For many people, it is easier to build, then it is to evaluate what is no longer serving us and to release. When we stop to notice, we may realize that we've been building for a long time and have forgotten that it is also just as important to release.
How to approach it without having to stop the world?
Here are three steps to consider.
Stop long enough to consider what is calling to be released. Those itchy feelings of overwhelm, discomfort and conflict are serving a purpose - they are there to push you towards releasing that which no longer serves you. Pay attention. Start to note if walking through the doors (even virtually) at work makes your stomach churn, if signing off on notes that you don't agree with makes your heart ache, if the chaos in your home makes you want to retreat into a small corner.

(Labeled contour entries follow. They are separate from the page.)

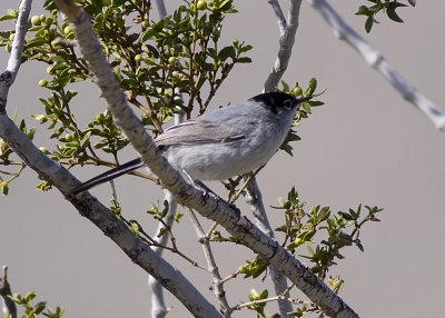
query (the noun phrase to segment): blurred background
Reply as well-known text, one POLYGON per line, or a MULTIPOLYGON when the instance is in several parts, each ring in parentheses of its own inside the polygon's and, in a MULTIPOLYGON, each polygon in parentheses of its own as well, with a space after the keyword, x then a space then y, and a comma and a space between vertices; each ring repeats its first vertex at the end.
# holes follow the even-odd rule
MULTIPOLYGON (((166 1, 169 12, 179 1, 166 1)), ((362 36, 422 93, 445 109, 443 89, 445 39, 442 30, 445 11, 443 1, 418 1, 416 8, 398 12, 405 23, 389 22, 380 17, 370 34, 364 29, 365 18, 355 16, 365 1, 335 1, 335 8, 362 36)), ((3 0, 0 12, 17 8, 18 1, 3 0)), ((36 1, 32 14, 42 13, 36 1)), ((243 101, 258 93, 275 62, 278 50, 277 21, 267 1, 236 1, 239 13, 227 17, 222 38, 234 38, 254 46, 253 63, 235 69, 214 99, 212 107, 243 101)), ((286 7, 284 7, 285 9, 286 7)), ((154 19, 157 14, 154 13, 154 19)), ((11 29, 10 21, 0 22, 0 30, 11 29)), ((0 52, 7 66, 8 54, 0 52)), ((41 113, 38 101, 49 91, 38 81, 49 77, 46 66, 26 63, 9 93, 8 112, 17 110, 29 127, 38 126, 31 115, 41 113)), ((444 298, 443 225, 445 135, 415 107, 404 101, 364 59, 345 42, 338 41, 320 16, 305 1, 289 68, 284 77, 289 83, 306 85, 316 77, 320 98, 326 105, 313 109, 309 120, 298 128, 301 140, 294 143, 294 157, 283 151, 258 176, 267 207, 276 206, 295 186, 300 199, 313 205, 329 205, 333 210, 356 208, 359 203, 384 208, 382 222, 368 223, 362 241, 365 252, 346 249, 329 275, 346 280, 343 299, 360 317, 438 317, 444 298)), ((89 83, 73 86, 80 93, 72 109, 105 109, 98 89, 89 83)), ((89 118, 85 118, 85 122, 89 118)), ((38 146, 47 145, 46 128, 39 127, 38 146)), ((135 157, 128 150, 126 159, 135 157)), ((86 180, 105 168, 82 168, 73 172, 86 180)), ((62 306, 65 317, 148 317, 150 310, 147 275, 127 256, 81 218, 57 190, 39 192, 37 176, 27 169, 11 186, 8 197, 0 198, 0 265, 9 266, 13 292, 36 290, 39 300, 49 307, 62 306)), ((123 213, 138 218, 150 232, 155 221, 145 216, 162 191, 135 177, 116 181, 123 213)), ((218 183, 209 183, 225 193, 218 183)), ((109 202, 107 185, 92 191, 109 202)), ((225 196, 225 195, 224 195, 225 196)), ((243 212, 250 211, 240 205, 243 212)), ((279 211, 268 209, 274 227, 283 223, 279 211)), ((208 222, 205 222, 206 225, 208 222)), ((177 225, 178 245, 204 262, 200 247, 187 219, 177 225)), ((253 255, 246 248, 217 246, 216 258, 221 275, 235 271, 253 255), (227 252, 230 251, 230 257, 227 252)), ((202 275, 178 257, 167 252, 184 275, 208 289, 210 277, 202 275)), ((303 261, 305 261, 303 259, 303 261)), ((227 284, 231 305, 247 301, 250 287, 258 291, 269 288, 250 279, 227 284)), ((298 295, 295 295, 298 296, 298 295)), ((169 317, 189 317, 188 311, 171 296, 169 317)), ((275 312, 274 306, 268 306, 275 312)), ((240 311, 234 317, 254 317, 240 311)))

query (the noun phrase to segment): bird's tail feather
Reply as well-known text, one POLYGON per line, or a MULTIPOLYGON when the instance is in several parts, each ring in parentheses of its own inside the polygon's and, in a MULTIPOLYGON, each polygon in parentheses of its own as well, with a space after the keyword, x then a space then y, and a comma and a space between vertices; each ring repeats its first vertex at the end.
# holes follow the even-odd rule
POLYGON ((103 173, 100 173, 99 176, 96 176, 95 178, 89 179, 88 181, 85 181, 80 186, 76 187, 72 191, 71 195, 76 196, 80 192, 87 191, 91 189, 92 187, 96 187, 100 183, 110 181, 117 177, 120 177, 122 175, 129 173, 136 169, 139 169, 142 167, 144 163, 140 160, 140 158, 134 159, 131 161, 128 161, 126 163, 122 163, 111 170, 105 171, 103 173))

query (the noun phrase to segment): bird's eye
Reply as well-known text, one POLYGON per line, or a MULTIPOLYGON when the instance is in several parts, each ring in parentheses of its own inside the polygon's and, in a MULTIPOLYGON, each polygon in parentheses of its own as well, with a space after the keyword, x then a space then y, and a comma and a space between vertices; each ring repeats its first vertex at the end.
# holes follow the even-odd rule
POLYGON ((283 103, 283 106, 287 109, 287 110, 289 110, 289 109, 291 109, 293 108, 293 101, 290 100, 290 99, 286 99, 285 100, 285 102, 283 103))

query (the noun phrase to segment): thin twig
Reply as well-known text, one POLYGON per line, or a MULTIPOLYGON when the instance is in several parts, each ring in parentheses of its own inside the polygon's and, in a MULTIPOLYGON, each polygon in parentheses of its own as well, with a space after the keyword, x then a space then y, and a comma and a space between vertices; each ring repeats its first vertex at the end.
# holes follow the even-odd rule
POLYGON ((386 60, 386 58, 374 49, 363 37, 360 37, 326 0, 307 0, 313 8, 322 14, 334 34, 346 41, 355 49, 366 62, 379 72, 400 96, 417 107, 428 117, 437 129, 445 130, 445 112, 434 102, 423 96, 386 60))
POLYGON ((8 267, 3 266, 3 278, 0 277, 0 297, 3 300, 3 314, 11 315, 11 318, 17 318, 16 302, 12 301, 11 286, 8 281, 8 267))
POLYGON ((221 312, 224 315, 226 315, 229 312, 230 306, 226 298, 226 291, 224 291, 224 288, 222 288, 222 282, 221 282, 222 279, 219 274, 218 266, 215 261, 214 252, 211 251, 211 248, 210 248, 210 242, 209 242, 208 238, 206 237, 206 233, 205 233, 201 225, 199 223, 199 220, 196 217, 194 210, 187 209, 187 211, 188 211, 188 216, 190 218, 191 225, 194 226, 196 233, 198 235, 199 242, 202 245, 202 250, 204 250, 204 255, 207 260, 208 270, 211 272, 211 277, 214 279, 215 296, 218 299, 219 305, 221 306, 221 312))

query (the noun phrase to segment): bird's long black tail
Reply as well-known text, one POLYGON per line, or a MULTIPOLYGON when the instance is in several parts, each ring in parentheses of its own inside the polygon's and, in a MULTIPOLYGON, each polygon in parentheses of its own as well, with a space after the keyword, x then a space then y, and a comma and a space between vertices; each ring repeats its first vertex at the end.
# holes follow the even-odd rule
POLYGON ((85 181, 80 186, 76 187, 71 191, 71 196, 76 196, 76 195, 87 191, 87 190, 91 189, 92 187, 96 187, 100 183, 110 181, 117 177, 129 173, 136 169, 139 169, 142 166, 144 166, 144 163, 140 160, 140 158, 137 158, 137 159, 134 159, 126 163, 122 163, 122 165, 120 165, 111 170, 105 171, 103 173, 100 173, 99 176, 96 176, 95 178, 91 178, 88 181, 85 181))

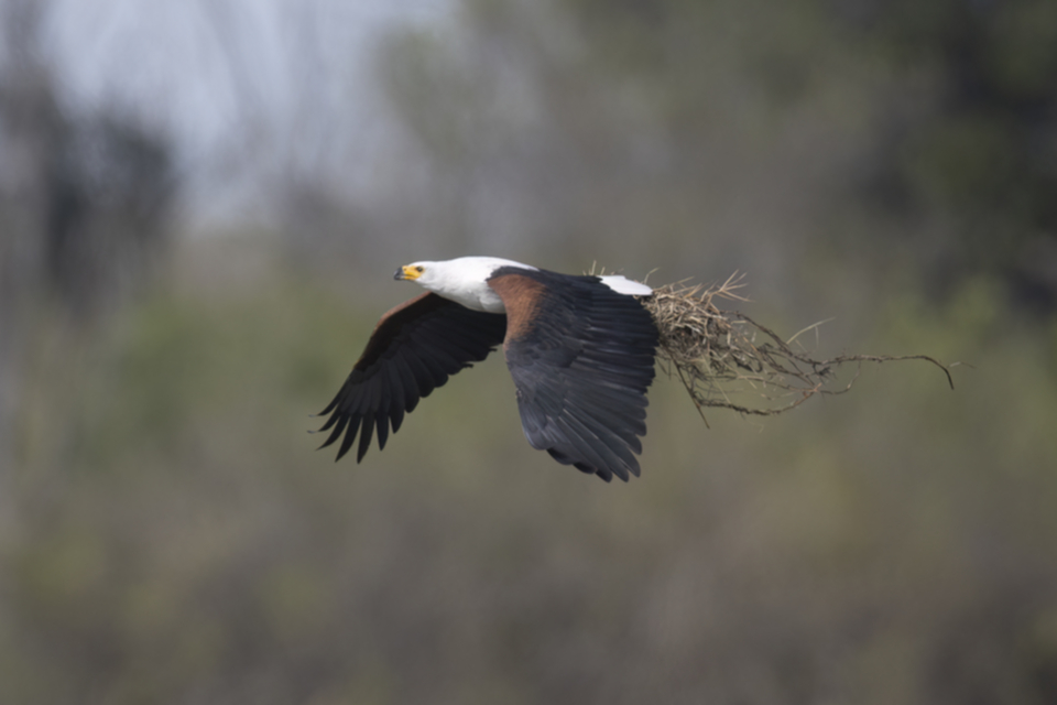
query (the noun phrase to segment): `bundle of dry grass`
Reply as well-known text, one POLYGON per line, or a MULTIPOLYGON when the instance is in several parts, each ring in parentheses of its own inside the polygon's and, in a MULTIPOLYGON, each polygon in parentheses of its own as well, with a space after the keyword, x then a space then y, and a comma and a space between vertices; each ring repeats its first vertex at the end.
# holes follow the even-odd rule
POLYGON ((944 370, 954 388, 947 367, 926 355, 815 359, 806 350, 794 349, 796 338, 819 324, 783 340, 749 316, 722 311, 713 303, 718 299, 745 301, 738 294, 741 280, 734 274, 719 286, 668 284, 643 300, 661 334, 657 359, 662 369, 678 376, 702 419, 706 406, 772 415, 816 394, 842 394, 851 389, 862 362, 927 360, 944 370), (857 365, 854 377, 835 387, 836 371, 849 362, 857 365))

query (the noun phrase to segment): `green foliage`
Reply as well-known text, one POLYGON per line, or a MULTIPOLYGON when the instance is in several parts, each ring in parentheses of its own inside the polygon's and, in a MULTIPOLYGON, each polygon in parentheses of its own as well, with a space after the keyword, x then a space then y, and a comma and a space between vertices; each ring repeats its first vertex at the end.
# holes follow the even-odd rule
POLYGON ((956 391, 883 366, 709 431, 658 379, 628 486, 532 451, 499 359, 334 465, 302 430, 373 312, 281 270, 204 291, 32 389, 77 432, 13 476, 4 702, 1053 695, 1057 336, 991 281, 892 300, 870 343, 971 362, 956 391))

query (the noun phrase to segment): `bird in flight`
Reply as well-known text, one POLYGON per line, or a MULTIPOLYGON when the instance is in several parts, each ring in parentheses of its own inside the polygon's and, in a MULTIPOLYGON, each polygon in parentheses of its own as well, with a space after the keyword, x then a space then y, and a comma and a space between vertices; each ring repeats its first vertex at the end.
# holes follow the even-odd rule
POLYGON ((532 447, 610 481, 639 475, 657 328, 620 275, 573 275, 492 257, 414 262, 396 270, 426 293, 381 317, 320 415, 320 447, 359 435, 357 462, 378 433, 385 447, 404 414, 448 377, 502 344, 532 447), (342 437, 344 435, 344 437, 342 437))

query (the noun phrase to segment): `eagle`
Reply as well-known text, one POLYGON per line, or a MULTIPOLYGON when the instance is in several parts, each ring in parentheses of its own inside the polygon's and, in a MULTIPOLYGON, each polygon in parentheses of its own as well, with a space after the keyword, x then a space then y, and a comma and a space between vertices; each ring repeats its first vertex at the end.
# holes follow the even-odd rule
POLYGON ((607 482, 639 476, 657 327, 653 290, 620 275, 562 274, 493 257, 396 270, 426 292, 388 312, 319 415, 340 459, 379 449, 404 414, 500 344, 530 445, 607 482))

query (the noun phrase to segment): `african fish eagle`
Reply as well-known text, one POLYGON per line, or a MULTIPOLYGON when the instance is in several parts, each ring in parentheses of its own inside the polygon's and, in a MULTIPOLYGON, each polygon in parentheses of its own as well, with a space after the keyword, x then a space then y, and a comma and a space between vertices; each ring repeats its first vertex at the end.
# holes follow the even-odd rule
POLYGON ((492 257, 415 262, 396 280, 426 293, 378 322, 352 372, 320 415, 341 440, 360 436, 357 462, 378 429, 379 448, 418 400, 502 343, 528 443, 595 474, 639 475, 646 389, 657 328, 638 296, 653 290, 619 275, 577 276, 492 257))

Simply notice without judgment.
Own it. This is your life. Just because your mom wanted you to have the big five bedroom house in the suburbs doesn't mean it's right for you at this point in your life. Notice and consider - what will make your spirit soar? Just because you've been a doctor for most of your adult life doesn't mean that is all you are, that you are limited to that. Take the space to think, who else are you? Just because your family was financially conservative doesn't mean you can't have the time of your life investing your hard-earned financial resources back into the community you love. What are you capable of growing and for whom? This is your life. Take off the limits, release your scarcity thinking and expand your concept of what is possible.
Consider baby steps. Building takes time. Releasing takes time, too. Start with baby steps... in physical space it might be one small drawer. Decide what to keep and what to release. Metaphorically it works the same way - notice when that old college friend calls - does it spark joy? Or dread? What one task will you consider releasing at work so that you have room to think bigger? Which one hour will you dedicate each week for creating spaciousness and possibility in your thinking?
Notice how that feels... spacious, freeing, a bit scary? Stepping into something new can feel a bit scary and often that's a good thing.
Actions, aligned with values, support optimal health.